ELLA DE NIÑA, CANTABA ÓPERA

En la puerta del hotel, que parecía pensión, de la Gran Vía lo estaba esperando el también insomne encargado de noche Luis Méndez, con un telegrama en las manos.

—Joder, lo del pectoral se va calentando, ¿eh?

Héctor leyó:

Llego mañana, Iberia 915. Justo. ¿Me acompañas en la conferencia de prensa?

—¿Sabe algo nuevo de la muchacha ésa?

—¿La que se tiró del balcón? Es canadiense. Dijo el poli que registró que no tenía dinero. La gente se mata por eso, porque no tiene dinero. Vaya planeta —dijo filosófico el Méndez.

Belascoarán se fue a dormir.

Lo sacaron del sueño unos suaves golpes en la puerta del cuarto. El frío lo había hecho dormirse vestido, con una manta encima de su uniforme de gabardina con forro de borrega. Buscó tanteando una pistola, un tenedor, un martillo de jodida, y luego con las manos vacías avanzó hacia la puerta.

La Viuda Negra en persona y vestida de chinaca, con botones plateados y todo, lo miraba.

Héctor contempló la luz grisácea que entraba por la ventana. Hora de amanecer. Era Madrid y no el DF la ciudad. Reptó hacia la cama y se dejó caer en ella cubriéndose con la manta hasta la barbilla.

Trató de abrir el ojo sano que insistía en pegarse pestaña a pestaña dejándole una ranurita y la consecuente cara de chino tuerto… La mujer miraba fijamente la cicatriz que cruzaba la mejilla y la cuenca vacía del ojo muerto. Héctor, consciente de que se estaba poniendo nerviosa, buscó el parche bajo la almohada, lo encontró y se lo puso.

—Yo tomé clases de canto de niña. No soy improvisada, allá en Pachuca teníamos nuestra cultura —la mujer se dejó caer sobre una esquina de la cama, buscó nerviosa sus cigarrillos en la chaquetilla negra—. Claro, estudiábamos ópera, bel canto. Muy superior a la canción vernácula, pero eso les gusta a ellos, ¿sabe?

Ellos. ¿Quiénes serían los ellos de la Viuda Negra?

—Yo extraño el reloj de la plaza de Pachuca, y extraño rete harto el mole poblano; aquí en Madrid nadie sabe hacerlo, ni la más pinche idea tienen de esos platos finos de la cocina mexicana.

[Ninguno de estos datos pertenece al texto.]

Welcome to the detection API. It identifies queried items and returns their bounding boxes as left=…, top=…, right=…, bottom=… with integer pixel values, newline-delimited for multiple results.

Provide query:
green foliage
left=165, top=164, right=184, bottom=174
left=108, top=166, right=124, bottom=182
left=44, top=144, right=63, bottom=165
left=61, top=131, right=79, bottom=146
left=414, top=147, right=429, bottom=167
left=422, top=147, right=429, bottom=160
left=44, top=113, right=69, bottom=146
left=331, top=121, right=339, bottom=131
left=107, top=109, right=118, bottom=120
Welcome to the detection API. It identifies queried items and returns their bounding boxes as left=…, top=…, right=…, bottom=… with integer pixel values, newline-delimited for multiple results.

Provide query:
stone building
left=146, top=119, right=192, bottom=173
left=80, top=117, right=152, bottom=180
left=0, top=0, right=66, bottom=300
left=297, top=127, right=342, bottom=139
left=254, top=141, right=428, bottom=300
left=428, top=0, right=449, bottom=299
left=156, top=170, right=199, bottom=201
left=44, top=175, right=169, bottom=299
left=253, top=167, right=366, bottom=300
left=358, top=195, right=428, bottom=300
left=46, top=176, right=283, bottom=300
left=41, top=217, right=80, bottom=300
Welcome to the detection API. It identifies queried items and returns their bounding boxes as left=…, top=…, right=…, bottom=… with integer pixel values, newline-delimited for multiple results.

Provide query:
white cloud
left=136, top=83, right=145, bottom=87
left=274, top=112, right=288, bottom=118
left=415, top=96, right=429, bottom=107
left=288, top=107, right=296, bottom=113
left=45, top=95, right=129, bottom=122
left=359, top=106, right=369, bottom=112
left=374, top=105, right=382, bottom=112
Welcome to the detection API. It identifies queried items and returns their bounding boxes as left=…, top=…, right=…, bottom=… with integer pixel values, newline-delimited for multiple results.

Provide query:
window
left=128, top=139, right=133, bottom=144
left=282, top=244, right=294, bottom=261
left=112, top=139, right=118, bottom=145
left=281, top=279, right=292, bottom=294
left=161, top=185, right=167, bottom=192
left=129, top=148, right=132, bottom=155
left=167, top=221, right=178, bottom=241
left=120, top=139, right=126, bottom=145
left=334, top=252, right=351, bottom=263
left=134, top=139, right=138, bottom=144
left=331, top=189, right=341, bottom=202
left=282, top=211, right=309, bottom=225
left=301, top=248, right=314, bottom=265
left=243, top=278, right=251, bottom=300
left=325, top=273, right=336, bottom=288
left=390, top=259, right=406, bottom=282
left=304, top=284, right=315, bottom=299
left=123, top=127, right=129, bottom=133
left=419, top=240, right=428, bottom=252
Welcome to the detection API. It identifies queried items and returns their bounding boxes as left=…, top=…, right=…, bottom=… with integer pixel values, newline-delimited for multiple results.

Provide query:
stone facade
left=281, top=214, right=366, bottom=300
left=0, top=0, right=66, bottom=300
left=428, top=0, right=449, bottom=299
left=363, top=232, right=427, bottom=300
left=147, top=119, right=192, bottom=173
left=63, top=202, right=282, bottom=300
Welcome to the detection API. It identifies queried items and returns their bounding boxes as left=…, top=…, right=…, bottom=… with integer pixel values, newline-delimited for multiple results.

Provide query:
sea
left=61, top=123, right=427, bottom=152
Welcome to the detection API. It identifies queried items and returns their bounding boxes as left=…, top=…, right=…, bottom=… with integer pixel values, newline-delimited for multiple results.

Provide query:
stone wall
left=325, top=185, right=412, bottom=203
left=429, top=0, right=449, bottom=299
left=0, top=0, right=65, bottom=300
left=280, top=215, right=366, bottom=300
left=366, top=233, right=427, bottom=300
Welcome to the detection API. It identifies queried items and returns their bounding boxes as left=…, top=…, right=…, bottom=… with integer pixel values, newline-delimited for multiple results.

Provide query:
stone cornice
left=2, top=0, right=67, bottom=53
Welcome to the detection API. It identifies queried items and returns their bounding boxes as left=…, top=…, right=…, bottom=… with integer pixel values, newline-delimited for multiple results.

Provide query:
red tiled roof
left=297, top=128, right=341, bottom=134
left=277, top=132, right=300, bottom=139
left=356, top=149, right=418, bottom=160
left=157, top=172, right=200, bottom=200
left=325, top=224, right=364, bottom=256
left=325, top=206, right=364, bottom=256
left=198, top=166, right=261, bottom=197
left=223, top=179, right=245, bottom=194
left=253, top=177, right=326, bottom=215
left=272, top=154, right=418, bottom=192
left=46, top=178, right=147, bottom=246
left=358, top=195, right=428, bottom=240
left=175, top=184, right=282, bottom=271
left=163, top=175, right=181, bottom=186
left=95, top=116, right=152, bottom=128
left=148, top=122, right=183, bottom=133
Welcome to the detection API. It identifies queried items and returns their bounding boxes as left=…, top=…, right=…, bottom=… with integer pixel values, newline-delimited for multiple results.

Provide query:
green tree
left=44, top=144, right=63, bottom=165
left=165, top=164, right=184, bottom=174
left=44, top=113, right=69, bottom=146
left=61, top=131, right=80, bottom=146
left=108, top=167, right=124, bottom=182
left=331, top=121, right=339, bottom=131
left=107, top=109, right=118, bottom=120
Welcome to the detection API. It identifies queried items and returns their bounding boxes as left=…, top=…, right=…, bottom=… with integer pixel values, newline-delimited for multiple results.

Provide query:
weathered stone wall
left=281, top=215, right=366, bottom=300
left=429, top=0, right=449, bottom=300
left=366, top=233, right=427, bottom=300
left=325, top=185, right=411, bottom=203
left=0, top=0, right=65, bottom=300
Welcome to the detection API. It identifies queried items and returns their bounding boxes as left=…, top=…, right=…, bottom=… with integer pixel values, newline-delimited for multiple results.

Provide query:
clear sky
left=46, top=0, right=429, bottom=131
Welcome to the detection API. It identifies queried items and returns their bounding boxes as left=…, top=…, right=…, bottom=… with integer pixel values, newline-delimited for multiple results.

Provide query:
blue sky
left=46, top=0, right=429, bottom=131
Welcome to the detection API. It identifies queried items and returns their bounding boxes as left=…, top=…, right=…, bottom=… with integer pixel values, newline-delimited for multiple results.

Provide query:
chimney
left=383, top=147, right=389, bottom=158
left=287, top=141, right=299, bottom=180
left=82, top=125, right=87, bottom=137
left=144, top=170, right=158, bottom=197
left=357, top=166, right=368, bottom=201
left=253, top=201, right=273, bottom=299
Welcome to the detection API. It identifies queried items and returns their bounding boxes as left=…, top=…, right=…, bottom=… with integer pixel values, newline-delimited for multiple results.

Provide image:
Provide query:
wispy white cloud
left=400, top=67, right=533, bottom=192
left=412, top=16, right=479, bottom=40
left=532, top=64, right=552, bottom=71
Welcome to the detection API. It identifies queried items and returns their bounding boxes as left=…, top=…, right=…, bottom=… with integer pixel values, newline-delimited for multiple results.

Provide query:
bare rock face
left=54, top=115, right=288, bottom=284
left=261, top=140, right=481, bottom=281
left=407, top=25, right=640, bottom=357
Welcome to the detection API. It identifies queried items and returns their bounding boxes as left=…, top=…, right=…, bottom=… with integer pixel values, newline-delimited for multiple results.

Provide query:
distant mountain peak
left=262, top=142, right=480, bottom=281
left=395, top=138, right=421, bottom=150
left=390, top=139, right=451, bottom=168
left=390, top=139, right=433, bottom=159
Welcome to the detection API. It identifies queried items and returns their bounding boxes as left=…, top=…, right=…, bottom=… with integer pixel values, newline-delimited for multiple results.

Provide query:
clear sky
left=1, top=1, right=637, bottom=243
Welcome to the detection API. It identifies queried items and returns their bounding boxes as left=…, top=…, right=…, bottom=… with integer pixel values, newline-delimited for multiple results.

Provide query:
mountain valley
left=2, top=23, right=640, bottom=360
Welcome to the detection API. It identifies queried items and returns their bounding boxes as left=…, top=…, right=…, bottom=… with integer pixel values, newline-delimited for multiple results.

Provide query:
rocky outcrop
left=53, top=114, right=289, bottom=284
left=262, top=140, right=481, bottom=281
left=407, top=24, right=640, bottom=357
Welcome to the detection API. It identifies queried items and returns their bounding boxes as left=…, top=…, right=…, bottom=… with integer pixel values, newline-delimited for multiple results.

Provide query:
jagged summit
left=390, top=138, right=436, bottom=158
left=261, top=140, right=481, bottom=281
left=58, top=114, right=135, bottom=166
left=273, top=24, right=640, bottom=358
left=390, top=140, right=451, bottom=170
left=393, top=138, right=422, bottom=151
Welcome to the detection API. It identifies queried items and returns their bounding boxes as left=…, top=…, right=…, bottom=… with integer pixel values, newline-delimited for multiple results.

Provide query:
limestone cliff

Venado con guacamole… Cecina roja y negra y tacos de huitlacoche.

—Supongo que hoy en la noche se hará la conferencia de prensa, el subdirector del museo está por llegar a Madrid. Si yo fuera usted devolvía el pectoral ése. Es un negocio que le va a salir mal.

—¿De qué está hablando?

—De nada —respondió Héctor dándose la vuelta en la cama y abrazando la almohada.

Después de un instante giró la cabeza. La mujer todavía seguía ahí: de pie a mitad de la habitación, con su maravilloso e incongruente vestido negro de falda recta y cubierto de bordados y botones de plata, como si estuviera esperando.

—Manolete pierde mucho dinero. No gana desde hace mucho.

—¿Y entonces?

—Si se anuncia que la pieza ha sido robada, pagan el doble.

—También se puede ir a la cárcel por robar piezas arqueológicas y pasarse el doble de años por pendeja. ¿No le da vergüenza? ¿Usted cree que cantar canciones rancheras la vuelve impune? Esa pieza es de todos, no es suya, ni del mamón del ex que se la robó…

—Yo no la tengo…

—Pero…

—Pero sé quién la tiene.

—¿Y entonces?

—¿Podría hablar con el subdirector del museo antes de que se hiciera esa conferencia de prensa?

—Supongo que sí…

La mujer dudó. ¿Iría a ponerse a cantar?

—¿Y ahora me voy o me quedo otro ratito? Podríamos platicar. Desayunar al rato unos huevos rancheros.

Era patética. No porque la vejez o la madurez la hubieran atrapado. El ojo sano de Héctor, muy ecuánime, decidió que tenía un cuerpo que envidiarían muchas de las quinceañeras con las que alternaba en sus clases de merengue. Patética porque flotaba en la nada, no tenía dónde asirse; era una más de las mexicanas que se habían perdido en la nada en aquellos últimos años. Vicios de la modernidad.

—Le agradezco el honor que me hace, señora, de ofrecerme compañía, pero yo soy de otra generación, en las mañanas desayuno un refresco y una bolsa de papas fritas y hago ejercicios de concentración budista y leo a Amado Nervo.

Ella pareció no oír la respuesta y mecánicamente se dirigió a la puerta del cuarto, pero al tomar el pomo de la puerta se giro y recitó:

Semejas esculpida en el más fino
hielo de cumbre sonrojado al beso
de sol, y tienes ánimo travieso,
eres embriagadora como el vino.

Héctor le dedicó una amplia sonrisa como apreciando el detalle y ella se fue muy ufana, sin que el detective la corrigiera informándole que la cuarteta era de Díaz Mirón y no de Amado Nervo.